Some years ago, I bought an odd collection of items at a garage sale, including some Russian pins, a Masonic Bible, and a stack of about 20 black and white photos. I didn’t know the people in the photos, but they were very interesting and I kind of got the feeling that it would be a shame to just leave them there, as they were probably bound for the trash can if they didn’t sell. I think I ended up paying $2 for the photos (and just a bit more for the other aforementioned items.)

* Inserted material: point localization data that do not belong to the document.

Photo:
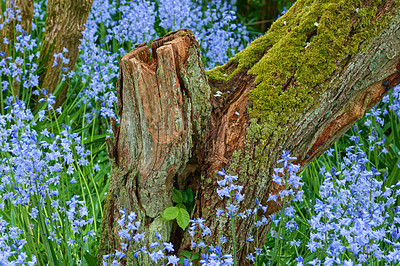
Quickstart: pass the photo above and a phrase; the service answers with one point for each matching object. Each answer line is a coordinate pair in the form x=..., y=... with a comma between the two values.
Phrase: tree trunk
x=64, y=25
x=24, y=9
x=299, y=88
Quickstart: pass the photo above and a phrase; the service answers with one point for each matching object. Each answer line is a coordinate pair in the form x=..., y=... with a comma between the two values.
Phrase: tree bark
x=64, y=25
x=24, y=9
x=299, y=88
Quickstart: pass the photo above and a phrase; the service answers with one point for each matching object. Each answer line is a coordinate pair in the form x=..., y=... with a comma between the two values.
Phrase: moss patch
x=295, y=60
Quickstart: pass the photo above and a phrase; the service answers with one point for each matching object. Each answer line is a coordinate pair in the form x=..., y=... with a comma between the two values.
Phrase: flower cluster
x=129, y=236
x=355, y=213
x=35, y=168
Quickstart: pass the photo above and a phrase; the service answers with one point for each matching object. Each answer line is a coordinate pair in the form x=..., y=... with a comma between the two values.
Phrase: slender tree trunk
x=24, y=10
x=299, y=87
x=64, y=25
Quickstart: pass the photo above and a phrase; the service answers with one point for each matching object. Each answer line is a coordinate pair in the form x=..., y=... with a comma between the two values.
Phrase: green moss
x=307, y=49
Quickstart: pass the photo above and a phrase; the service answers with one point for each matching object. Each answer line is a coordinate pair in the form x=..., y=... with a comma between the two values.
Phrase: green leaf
x=184, y=195
x=170, y=213
x=183, y=218
x=189, y=193
x=177, y=196
x=195, y=256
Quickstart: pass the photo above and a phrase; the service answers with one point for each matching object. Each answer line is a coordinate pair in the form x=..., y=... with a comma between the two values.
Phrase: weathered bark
x=174, y=132
x=24, y=9
x=64, y=25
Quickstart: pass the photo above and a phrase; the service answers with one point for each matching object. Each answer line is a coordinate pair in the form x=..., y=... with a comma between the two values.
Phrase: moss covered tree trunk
x=64, y=25
x=299, y=88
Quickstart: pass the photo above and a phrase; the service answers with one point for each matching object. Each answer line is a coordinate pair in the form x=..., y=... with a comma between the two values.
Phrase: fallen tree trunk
x=299, y=88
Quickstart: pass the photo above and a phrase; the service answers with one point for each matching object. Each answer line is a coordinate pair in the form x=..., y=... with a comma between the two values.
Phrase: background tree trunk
x=299, y=88
x=24, y=9
x=64, y=25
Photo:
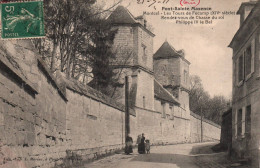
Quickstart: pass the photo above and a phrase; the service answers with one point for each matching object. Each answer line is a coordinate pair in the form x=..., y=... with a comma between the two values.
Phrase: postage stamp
x=22, y=20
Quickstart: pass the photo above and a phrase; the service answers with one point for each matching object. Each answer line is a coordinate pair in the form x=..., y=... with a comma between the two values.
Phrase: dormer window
x=144, y=54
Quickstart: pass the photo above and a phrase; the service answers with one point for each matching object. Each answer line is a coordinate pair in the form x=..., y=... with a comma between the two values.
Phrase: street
x=172, y=156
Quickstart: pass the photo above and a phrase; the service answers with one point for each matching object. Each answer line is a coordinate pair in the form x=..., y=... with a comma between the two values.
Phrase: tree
x=78, y=40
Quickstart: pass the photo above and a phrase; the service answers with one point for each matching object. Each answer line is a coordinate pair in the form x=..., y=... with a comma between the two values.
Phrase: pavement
x=197, y=155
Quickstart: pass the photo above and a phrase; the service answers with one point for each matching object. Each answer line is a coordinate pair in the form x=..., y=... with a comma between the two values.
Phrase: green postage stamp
x=22, y=20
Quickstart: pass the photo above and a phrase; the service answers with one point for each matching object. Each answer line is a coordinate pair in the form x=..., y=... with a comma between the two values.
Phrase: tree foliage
x=78, y=40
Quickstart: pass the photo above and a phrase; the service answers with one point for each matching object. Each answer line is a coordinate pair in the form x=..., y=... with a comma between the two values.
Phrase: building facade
x=246, y=93
x=167, y=95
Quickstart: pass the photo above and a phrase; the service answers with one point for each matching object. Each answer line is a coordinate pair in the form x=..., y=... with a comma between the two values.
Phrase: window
x=239, y=122
x=163, y=110
x=245, y=63
x=185, y=76
x=248, y=60
x=248, y=121
x=240, y=68
x=144, y=102
x=172, y=112
x=144, y=54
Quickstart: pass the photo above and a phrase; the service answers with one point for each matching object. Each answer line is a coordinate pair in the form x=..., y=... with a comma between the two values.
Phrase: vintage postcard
x=130, y=83
x=22, y=19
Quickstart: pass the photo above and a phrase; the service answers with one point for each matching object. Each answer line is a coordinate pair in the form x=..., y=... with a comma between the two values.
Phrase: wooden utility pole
x=127, y=116
x=201, y=126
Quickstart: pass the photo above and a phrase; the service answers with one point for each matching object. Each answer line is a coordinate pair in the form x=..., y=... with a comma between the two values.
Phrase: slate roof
x=244, y=29
x=121, y=15
x=167, y=51
x=163, y=94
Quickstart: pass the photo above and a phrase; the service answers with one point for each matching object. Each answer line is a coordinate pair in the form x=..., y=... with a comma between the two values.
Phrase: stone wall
x=32, y=111
x=49, y=122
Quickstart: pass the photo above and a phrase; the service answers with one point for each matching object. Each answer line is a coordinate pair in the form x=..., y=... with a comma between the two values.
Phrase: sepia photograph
x=130, y=84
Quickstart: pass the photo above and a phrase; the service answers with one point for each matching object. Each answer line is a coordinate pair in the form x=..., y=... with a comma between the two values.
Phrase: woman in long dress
x=141, y=146
x=128, y=144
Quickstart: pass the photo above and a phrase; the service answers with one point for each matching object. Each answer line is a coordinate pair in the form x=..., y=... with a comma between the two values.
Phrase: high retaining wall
x=210, y=130
x=51, y=122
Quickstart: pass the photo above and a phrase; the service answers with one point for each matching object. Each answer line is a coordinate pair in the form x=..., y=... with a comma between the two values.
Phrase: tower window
x=144, y=54
x=144, y=102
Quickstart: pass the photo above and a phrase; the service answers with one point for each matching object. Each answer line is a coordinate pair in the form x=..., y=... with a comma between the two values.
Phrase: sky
x=205, y=46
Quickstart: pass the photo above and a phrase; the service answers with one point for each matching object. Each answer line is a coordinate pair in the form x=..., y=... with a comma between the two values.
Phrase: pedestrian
x=141, y=145
x=128, y=144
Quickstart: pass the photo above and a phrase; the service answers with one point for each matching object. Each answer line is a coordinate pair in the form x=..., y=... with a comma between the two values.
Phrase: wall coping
x=18, y=75
x=205, y=120
x=87, y=91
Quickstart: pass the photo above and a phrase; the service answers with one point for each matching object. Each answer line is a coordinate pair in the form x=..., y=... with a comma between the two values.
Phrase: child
x=147, y=146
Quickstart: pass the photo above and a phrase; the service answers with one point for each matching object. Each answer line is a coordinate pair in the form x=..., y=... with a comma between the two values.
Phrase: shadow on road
x=181, y=161
x=202, y=149
x=201, y=156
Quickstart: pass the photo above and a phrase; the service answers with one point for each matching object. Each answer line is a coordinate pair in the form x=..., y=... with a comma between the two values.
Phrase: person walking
x=141, y=145
x=128, y=144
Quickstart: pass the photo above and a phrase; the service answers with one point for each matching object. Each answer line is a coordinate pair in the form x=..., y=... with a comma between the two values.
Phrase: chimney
x=245, y=10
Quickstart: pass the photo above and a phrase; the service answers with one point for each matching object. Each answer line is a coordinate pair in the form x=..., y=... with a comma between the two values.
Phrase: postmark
x=22, y=20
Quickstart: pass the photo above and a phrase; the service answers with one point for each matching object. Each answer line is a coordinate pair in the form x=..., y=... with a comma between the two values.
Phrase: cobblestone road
x=173, y=156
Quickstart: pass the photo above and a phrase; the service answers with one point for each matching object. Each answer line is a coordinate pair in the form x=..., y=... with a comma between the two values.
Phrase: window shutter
x=243, y=120
x=253, y=56
x=237, y=72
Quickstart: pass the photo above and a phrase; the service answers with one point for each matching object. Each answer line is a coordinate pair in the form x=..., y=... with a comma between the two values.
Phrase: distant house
x=246, y=84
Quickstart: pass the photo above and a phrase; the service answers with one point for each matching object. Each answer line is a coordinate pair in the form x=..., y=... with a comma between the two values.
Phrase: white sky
x=205, y=46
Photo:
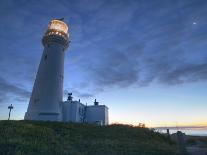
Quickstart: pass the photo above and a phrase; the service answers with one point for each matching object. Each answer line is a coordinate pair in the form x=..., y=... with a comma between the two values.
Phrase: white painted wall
x=47, y=93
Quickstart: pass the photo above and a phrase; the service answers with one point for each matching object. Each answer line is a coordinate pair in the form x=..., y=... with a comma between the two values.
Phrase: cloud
x=116, y=44
x=8, y=90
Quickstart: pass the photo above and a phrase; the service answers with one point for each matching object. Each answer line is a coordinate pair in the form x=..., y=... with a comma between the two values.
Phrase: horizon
x=146, y=61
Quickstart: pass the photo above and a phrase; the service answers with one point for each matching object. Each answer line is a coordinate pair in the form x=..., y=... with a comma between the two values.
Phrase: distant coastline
x=188, y=130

The pictures ended up sitting in the drawer of my computer desk for years and I always hoped that I might ultimately do something cool with them, but I couldn’t seem to come up with many worthwhile ideas. After all, they were vacation photos of people who I didn’t know and I didn’t have much insight into their origins. However, I got some fresh inspiration when I revisited a collection of slides that included the missile silo hatch photo featured in another blog post. The response I got to that particular post via social media mortivated me to give my small batch of garage sale pics another look. My initial idea was to try and ascertain when the black and white pics were originally taken, but there are really no clues anywhere on the photos – no date stamps or anything like that. There are, however, a few handwritten notes on the back of the photos with captions like “Along the West Branch River” and “The log jam on Sucker Creek.” After a bit of research, I ultimately determine that the photos were taken in central Michigan. I still couldn’t figure out the exact date of the pictures, though, and the best I could figure is that they were from the mid 1960s. I had, of course, hoped to determine something more specific.
In reading a bit more online about the history of photo paper and the like, I actually stumbled upon something even more fascinating: An endeavor called Algorithmia has created a free service that colorizes black and white photos by utilizing deep learning models. I was intrigued, so I scanned a photo from my garage sale batch for a test run. On the back of the picture was the handwritten caption “White birch on Sucker Creek.” The results – rendered in less than one minute – were breathtaking. Indeed, after holding on to these photos for years, I was finally able to look at one of them in a whole different light, ostensibly seeing the very the scene that the now anonymous original photographer saw somewhere around 50 years ago.
I’ll be sharing additional colorized photos from this batch (and other sources) in the near future.